I have the same problem. The reason for the problem is that I am comparing the speed of the exact same source code compiled by C and C++. I have heard folk lore that C is faster, so I want an automated test to check for this for an arbitrary hardware and compiler.

What I did was to create two source files, copied from the exact same original file, but with the .c and .cpp extensions using CONFIGURE_FILE. See
https://projects.coin-or.org/CppAD/browser/trunk/compare_c/CMakeLists.txt


On 01/09/2013 02:27 AM, Andreas Pakulat wrote:
Hi,

On Wed, Jan 9, 2013 at 1:17 AM, kgardenia42 <[email protected]> wrote:
I am trying to write a CMakeLists.txt where the same source files are
compiled separately to both a C library and a C++ library.

So, lets say I have foo.c, bar.c and baz.c and I would like to build
mylib.a and mylib++.a

My intuition is to use one CMakefile and add multiple targets for each
library I want to build.  Does that seem like a reasonable approach?
Other suggestions welcome.  Also, can anyone point me to an open
source library that uses cmake and builds both a C and C++ version.
I'd say this does not make any sense.

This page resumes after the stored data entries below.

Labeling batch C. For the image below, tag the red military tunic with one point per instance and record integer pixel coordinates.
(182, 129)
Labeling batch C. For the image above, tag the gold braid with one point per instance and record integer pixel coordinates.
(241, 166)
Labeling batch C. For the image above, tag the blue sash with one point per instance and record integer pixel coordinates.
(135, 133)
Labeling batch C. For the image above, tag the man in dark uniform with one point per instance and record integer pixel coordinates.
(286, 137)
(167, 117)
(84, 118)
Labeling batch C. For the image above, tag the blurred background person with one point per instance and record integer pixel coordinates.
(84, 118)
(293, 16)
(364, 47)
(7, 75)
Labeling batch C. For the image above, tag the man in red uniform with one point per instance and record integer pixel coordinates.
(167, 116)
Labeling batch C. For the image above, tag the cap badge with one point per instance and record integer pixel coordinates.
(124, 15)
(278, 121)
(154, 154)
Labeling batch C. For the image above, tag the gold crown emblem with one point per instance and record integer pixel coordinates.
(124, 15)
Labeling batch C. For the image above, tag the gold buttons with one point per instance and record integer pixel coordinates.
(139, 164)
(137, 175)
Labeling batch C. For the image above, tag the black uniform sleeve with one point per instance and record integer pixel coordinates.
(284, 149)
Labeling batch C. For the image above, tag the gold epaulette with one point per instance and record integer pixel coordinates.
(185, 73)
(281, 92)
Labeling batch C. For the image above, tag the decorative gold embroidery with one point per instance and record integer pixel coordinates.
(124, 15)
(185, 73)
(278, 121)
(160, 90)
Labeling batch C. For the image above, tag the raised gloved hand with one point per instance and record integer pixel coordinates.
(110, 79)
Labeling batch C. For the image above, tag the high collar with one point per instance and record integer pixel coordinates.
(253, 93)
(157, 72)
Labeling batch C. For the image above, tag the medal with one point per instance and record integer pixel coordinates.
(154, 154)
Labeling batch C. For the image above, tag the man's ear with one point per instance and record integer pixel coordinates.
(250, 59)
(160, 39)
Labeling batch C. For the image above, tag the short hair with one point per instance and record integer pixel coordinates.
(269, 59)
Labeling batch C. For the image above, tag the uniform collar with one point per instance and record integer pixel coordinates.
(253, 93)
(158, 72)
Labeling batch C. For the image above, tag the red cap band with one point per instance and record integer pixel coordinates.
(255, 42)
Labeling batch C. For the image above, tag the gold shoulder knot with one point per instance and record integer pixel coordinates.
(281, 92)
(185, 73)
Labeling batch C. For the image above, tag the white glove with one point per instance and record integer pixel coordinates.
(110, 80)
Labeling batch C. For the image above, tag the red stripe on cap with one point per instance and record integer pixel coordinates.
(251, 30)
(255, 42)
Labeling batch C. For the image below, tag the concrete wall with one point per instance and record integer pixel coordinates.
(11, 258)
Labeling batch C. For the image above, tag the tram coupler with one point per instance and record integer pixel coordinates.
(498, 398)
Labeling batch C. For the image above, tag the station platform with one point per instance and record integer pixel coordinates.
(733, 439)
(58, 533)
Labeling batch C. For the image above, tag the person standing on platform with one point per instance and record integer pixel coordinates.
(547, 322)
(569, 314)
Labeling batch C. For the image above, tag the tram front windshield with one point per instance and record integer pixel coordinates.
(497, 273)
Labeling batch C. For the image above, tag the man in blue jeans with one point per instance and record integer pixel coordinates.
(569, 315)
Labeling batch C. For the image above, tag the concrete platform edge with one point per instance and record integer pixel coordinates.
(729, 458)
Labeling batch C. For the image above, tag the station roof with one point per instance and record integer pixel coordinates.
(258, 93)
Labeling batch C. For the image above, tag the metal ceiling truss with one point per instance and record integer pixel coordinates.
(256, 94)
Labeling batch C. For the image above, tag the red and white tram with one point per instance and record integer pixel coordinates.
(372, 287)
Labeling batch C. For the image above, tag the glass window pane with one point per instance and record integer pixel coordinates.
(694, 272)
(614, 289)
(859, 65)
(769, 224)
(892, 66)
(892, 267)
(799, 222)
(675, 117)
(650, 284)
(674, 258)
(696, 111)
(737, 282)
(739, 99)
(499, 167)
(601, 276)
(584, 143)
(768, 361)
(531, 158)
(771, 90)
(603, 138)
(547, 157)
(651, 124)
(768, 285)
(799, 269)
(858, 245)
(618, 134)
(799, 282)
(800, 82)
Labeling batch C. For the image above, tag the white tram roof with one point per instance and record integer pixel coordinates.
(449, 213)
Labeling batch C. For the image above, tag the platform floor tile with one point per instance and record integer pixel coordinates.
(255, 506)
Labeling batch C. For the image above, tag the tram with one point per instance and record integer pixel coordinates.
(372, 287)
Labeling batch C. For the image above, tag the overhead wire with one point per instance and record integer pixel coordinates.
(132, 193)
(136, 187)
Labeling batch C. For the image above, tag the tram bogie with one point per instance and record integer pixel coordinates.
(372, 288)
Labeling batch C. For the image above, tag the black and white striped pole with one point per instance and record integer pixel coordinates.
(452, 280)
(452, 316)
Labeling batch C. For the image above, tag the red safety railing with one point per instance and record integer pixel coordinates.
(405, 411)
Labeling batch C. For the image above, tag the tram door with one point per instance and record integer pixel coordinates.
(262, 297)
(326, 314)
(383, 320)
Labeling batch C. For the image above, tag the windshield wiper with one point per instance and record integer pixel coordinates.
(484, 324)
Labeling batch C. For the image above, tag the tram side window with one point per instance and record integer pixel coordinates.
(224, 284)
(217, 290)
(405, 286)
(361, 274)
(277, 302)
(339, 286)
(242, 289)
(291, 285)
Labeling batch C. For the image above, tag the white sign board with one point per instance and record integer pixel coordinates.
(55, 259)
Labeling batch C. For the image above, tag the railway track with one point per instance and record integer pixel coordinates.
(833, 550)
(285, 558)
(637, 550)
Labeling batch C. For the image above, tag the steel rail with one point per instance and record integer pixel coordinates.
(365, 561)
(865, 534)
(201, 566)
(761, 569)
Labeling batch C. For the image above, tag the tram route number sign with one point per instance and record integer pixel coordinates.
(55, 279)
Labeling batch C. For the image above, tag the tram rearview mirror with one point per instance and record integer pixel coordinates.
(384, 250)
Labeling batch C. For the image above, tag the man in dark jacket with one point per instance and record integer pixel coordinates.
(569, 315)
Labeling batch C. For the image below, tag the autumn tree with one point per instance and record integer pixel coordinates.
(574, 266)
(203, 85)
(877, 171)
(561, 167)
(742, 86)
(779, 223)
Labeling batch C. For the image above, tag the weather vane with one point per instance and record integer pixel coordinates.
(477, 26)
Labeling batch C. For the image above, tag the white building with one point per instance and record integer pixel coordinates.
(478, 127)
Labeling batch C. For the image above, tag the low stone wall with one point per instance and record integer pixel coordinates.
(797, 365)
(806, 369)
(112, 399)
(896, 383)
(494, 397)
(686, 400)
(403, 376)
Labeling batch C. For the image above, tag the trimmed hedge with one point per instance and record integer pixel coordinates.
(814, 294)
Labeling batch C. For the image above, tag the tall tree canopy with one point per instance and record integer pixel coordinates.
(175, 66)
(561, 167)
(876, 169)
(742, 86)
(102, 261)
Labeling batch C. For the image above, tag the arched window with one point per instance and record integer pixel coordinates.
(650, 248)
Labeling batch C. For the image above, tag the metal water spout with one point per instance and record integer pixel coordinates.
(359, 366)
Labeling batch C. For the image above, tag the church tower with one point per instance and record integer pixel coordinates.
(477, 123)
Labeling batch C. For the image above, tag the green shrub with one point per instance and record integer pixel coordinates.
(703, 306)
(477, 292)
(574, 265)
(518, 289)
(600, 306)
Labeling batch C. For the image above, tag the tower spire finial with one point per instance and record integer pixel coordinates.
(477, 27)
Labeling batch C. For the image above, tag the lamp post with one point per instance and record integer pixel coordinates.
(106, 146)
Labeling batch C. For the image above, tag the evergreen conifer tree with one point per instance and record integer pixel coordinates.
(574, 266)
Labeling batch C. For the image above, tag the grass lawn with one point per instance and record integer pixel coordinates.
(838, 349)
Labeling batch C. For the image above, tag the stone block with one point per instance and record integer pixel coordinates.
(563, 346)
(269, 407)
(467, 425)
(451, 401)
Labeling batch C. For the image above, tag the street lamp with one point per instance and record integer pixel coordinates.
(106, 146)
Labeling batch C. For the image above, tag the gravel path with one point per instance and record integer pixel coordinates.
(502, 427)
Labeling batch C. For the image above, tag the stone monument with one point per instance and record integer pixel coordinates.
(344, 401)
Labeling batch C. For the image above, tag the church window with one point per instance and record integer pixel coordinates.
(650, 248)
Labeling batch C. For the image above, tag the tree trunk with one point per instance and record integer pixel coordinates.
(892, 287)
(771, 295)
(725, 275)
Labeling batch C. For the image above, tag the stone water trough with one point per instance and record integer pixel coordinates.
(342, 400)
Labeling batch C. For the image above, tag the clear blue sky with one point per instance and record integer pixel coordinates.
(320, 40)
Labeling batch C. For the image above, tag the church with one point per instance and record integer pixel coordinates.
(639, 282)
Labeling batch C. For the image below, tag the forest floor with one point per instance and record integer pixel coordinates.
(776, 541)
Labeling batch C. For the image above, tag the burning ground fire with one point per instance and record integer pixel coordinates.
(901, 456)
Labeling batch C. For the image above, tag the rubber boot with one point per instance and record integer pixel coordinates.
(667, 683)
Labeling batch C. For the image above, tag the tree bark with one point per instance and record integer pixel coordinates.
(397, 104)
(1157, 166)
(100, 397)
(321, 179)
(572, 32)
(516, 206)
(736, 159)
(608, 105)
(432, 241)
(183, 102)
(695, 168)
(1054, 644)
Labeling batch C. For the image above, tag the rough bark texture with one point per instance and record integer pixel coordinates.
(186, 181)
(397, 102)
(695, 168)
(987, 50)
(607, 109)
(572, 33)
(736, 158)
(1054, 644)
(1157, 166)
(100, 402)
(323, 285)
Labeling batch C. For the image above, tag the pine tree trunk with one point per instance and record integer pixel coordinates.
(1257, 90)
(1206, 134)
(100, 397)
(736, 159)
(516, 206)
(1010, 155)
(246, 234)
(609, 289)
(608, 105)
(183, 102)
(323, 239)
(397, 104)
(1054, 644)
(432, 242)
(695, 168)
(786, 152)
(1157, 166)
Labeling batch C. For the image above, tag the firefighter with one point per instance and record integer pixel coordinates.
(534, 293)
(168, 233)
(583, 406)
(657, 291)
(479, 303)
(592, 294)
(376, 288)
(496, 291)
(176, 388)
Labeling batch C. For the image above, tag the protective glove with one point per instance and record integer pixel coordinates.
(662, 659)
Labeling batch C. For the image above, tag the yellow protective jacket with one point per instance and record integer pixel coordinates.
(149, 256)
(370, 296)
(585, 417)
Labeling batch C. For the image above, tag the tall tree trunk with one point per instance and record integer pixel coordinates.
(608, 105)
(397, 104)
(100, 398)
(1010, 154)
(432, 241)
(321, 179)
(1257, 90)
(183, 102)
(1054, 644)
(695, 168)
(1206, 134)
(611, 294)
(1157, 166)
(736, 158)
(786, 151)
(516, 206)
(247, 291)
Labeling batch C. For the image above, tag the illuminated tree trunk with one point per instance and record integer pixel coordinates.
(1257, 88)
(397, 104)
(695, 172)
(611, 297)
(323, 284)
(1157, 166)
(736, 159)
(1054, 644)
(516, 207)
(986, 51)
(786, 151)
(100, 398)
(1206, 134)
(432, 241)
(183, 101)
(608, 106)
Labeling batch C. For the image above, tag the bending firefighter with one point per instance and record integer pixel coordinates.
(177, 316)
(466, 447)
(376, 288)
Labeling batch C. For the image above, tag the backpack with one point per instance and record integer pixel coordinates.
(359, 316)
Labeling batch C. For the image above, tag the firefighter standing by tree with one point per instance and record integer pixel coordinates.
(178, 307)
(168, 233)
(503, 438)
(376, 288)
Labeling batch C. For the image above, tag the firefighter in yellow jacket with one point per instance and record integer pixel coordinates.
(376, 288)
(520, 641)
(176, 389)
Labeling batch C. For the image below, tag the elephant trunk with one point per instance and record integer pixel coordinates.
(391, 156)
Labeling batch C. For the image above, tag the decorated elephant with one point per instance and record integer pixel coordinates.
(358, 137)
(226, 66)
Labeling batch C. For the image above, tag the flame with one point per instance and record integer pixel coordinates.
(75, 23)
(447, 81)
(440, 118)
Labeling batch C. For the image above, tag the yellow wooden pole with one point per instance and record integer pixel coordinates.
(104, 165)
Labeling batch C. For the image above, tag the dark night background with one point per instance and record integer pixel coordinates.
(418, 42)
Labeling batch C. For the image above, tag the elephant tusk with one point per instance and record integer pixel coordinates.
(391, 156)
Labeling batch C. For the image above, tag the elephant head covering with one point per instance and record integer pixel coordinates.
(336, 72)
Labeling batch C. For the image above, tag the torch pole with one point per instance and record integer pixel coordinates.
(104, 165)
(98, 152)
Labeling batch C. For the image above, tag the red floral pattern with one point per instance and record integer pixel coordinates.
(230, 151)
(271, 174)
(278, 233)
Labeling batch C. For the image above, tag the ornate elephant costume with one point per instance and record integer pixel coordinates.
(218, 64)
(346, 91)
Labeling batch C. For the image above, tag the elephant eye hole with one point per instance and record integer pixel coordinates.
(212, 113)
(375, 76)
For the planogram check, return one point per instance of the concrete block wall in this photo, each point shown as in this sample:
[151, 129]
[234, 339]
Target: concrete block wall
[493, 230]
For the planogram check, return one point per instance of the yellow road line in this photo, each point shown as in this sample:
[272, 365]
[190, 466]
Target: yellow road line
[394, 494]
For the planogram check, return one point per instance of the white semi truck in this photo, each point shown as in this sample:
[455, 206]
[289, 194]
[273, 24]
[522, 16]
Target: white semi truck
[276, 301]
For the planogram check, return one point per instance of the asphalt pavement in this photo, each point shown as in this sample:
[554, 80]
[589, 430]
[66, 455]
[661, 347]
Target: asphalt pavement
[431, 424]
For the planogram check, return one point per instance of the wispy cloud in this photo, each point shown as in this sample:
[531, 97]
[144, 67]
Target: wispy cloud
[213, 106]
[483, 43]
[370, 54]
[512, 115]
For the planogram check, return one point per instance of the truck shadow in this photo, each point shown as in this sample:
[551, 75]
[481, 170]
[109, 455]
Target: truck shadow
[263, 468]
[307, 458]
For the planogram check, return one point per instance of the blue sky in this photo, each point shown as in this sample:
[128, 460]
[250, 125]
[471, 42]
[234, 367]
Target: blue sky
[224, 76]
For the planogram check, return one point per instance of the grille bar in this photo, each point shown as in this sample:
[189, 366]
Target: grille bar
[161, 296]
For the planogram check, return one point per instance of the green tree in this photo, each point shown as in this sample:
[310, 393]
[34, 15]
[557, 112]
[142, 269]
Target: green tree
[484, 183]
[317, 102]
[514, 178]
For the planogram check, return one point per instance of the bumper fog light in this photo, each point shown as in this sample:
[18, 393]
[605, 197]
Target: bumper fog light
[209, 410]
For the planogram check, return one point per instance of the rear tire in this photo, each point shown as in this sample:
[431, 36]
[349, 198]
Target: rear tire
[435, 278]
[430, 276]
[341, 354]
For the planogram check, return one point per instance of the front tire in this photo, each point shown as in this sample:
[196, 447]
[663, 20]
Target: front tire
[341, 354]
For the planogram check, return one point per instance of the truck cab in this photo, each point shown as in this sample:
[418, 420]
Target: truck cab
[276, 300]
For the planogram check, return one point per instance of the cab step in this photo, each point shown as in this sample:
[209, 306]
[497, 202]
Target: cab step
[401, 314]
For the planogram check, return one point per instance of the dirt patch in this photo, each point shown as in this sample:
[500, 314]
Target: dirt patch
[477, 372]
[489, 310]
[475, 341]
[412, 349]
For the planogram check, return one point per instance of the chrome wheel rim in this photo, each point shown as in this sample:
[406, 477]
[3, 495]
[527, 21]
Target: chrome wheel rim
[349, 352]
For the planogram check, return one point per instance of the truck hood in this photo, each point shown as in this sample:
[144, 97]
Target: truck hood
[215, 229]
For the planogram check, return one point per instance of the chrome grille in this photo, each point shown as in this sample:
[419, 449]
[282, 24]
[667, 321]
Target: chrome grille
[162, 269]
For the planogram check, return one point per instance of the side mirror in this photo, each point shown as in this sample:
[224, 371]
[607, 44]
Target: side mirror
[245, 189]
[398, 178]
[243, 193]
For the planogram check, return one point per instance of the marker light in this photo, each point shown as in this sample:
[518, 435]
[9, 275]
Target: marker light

The mylib++.a will still be a C
library because all the compiled code in it will be C code unless your
c files are somehow using a preprocessor macro to enable C and C++
code. And if they I'd say you'd be better off to split the files into
a .c and a .cpp one and drop the macro.

A C++ program can link to C libraries just fine, so there's really no
need for that that I can see right now.